Finding Fishzilla



It’s like a scene from a horror flick: A man, fishing on the shore of a quiet lake, notices a large shadow lingering in the murky depths below. He leans in to get a closer look... Suddenly, a scaly, sharp-toothed creature launches out of the water into the mud, slithering forward on spiny fins. The man screams in terror and stumbles back into the fog. All goes black; Fishzilla strikes again.

All right, so perhaps that’s an exaggeration.

Although the northern snakehead fish — named for its long, thin body and rows of needlelike teeth — hasn’t been known to take down a human (yet), its invasive habits and lack of natural predators certainly pose a threat for aquatic critters everywhere. And right now, the waters surrounding the Hudson are at risk.

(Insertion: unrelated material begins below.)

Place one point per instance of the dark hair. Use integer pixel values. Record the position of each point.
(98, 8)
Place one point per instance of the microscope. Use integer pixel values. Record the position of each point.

“Last summer, a fisherman on Catlin Creek [in the Town of Wawayanda] caught some snakeheads,” says Mike Flaherty, regional fisheries manager of New York’s Department of Environmental Conservation. The DEC treated the area with rotenone, a natural pesticide extracted from the roots of tropical plants — but some of the fish survived.

Because Catlin Creek connects to larger bodies of water (which eventually lead to the Hudson), there’s a chance the snakeheads could severely affect the Valley’s ecosystems. Native to Asia and dubbed “Fishzilla” due to its aggressive nature, adult snakeheads are capable of growing up to three feet long and weighing 15 pounds — “approximately the size of a small cat,” Flaherty says. The monster fish, which was most likely transported to the States as part of the food market, feeds on minnows, frogs, and even small mammals. Aided by the ability to travel and survive on land for almost four days, this fearsome fish makes Jaws look like a house pet.

But for frightened guppies in Orange County waterways, there’s hope: This fall, the DEC is teaming up with the U.S. Fish and Wildlife Service to spritz the area surrounding Catlin Creek with another round of rotenone. This time, they aren’t taking any chances. “We’ll use these amphibious vehicles called Marshmasters,” says Flaherty. “They’re kind of like mini-tanks.”

But is a tank enough to halt Fishzilla?

They may be tough, Flaherty says. “But we won’t stop looking for them.”